What Itō Jakuchū teaches us about creativity

Sam Frentzel-Beyme Follow Managing Partner & Strategy Director

The Short of It

  • By mixing, matching, and shading to layering his pigments on the front and back, he created more detailed spatial depth.
  • Much of what made him unique was his meticulous attention to detail.
  • His unique position as an outsider – he was the eldest son of a grocer – provided him with a unique perspective.

I was fortunate to catch the Itō Jakuchū exhibit Colorful Realm of Living Beings at the National Gallery of Art the other day. The exhibition, which ends April 29, marks the first time all 30 paintings have been displayed together outside of Japan and are on loan from the Imperial Household. The 30 paintings, shown along with his Sakyamuni Triptych donated by Jakuchu to Shokokuji Temple nearly 250 years ago, are all displayed in one room much as they might have been seen in a temple.

What was really interesting about the paintings themselves is the numerous techniques he uses, many of which had never been seen before in his time.
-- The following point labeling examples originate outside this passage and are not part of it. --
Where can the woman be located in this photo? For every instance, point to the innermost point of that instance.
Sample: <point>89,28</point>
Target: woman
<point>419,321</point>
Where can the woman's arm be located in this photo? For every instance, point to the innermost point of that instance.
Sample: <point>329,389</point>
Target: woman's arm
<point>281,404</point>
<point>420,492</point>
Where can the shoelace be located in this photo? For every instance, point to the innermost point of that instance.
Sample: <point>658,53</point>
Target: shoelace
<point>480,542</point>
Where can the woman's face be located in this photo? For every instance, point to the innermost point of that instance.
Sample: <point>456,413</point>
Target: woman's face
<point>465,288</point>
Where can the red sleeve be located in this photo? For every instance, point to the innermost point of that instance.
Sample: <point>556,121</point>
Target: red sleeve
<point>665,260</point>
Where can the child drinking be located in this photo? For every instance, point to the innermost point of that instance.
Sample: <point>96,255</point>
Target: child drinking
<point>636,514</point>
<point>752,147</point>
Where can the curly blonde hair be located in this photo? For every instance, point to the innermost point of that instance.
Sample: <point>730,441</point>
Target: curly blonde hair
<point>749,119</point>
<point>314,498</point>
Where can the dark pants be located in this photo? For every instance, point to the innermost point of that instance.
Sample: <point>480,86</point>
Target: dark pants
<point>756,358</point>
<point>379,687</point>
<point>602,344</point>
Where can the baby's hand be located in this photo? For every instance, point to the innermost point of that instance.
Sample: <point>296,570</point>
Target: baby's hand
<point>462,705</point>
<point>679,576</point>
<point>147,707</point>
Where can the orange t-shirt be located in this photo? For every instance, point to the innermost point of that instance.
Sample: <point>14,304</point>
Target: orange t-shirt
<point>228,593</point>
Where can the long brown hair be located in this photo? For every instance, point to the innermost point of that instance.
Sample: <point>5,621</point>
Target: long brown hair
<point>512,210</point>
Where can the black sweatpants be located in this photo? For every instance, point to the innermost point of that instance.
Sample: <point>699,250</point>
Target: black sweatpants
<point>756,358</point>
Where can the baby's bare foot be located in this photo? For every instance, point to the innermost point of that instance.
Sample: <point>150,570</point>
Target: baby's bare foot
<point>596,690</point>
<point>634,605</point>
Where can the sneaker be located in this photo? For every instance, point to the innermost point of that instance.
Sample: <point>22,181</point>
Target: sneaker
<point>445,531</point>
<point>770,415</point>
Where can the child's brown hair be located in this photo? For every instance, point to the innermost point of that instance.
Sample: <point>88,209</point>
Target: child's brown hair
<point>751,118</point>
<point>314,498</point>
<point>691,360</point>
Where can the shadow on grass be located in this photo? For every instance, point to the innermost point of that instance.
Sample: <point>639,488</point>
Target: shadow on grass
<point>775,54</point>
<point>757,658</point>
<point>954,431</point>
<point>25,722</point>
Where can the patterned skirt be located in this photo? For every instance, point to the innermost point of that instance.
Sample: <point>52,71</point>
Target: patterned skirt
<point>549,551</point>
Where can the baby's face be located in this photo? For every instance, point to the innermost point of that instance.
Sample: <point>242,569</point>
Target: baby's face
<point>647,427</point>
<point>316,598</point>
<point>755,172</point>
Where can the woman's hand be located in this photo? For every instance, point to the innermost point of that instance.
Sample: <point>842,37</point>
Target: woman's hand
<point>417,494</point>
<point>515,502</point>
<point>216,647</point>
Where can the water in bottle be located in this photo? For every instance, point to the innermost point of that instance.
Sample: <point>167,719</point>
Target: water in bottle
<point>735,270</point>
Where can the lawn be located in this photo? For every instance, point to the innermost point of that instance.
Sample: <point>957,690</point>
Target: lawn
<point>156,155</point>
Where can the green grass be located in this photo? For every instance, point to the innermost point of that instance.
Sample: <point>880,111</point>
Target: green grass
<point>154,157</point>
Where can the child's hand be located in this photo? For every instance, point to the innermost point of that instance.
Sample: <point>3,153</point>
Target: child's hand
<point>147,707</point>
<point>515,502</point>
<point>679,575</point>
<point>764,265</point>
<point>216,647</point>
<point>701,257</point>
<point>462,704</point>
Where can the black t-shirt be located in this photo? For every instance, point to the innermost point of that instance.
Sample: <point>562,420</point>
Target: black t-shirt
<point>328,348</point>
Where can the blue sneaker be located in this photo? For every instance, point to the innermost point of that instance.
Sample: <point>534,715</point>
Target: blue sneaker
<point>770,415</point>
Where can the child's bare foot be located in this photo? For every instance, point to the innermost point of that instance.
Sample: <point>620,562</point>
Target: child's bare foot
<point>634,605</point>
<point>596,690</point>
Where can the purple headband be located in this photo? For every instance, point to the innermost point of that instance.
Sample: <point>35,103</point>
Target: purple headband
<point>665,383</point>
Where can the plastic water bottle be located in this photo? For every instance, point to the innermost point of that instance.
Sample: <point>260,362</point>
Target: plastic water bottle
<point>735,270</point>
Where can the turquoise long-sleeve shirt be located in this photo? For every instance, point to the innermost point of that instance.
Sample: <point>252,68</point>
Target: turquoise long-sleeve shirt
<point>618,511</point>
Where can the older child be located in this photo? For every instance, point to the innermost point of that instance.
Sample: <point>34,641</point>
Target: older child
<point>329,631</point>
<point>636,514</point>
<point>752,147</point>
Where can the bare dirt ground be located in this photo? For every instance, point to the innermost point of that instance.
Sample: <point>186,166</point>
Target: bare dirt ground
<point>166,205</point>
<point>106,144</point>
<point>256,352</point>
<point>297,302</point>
From mixing, matching, and shading to layering his pigments on the front and back to create detailed spatial depth, it was said that much of what made him unique was his meticulous attention to detail (he created many of the scenes from actual animals and gardens he kept for the purpose of observation) and his unique position as an outsider – he was the eldest son of a grocer.

Of course there was natural talent get in the door and he certainly learned by studying top masters, but it was his naïve curiosity that made him great. His ability to look at the back of a printing surface and see opportunity. So often we think that we don’t have enough knowledge or information to do the things we want, but often it’s a matter of not realizing how our own experiences might be the very thing that changes the rules of the game.

As organizations look to define what makes them unique, it might be good to stop and think not about how they could be more like what is expected, but more like who they really are. If the long tail teaches us anything, it's that being authentic to some is better than being dull to many.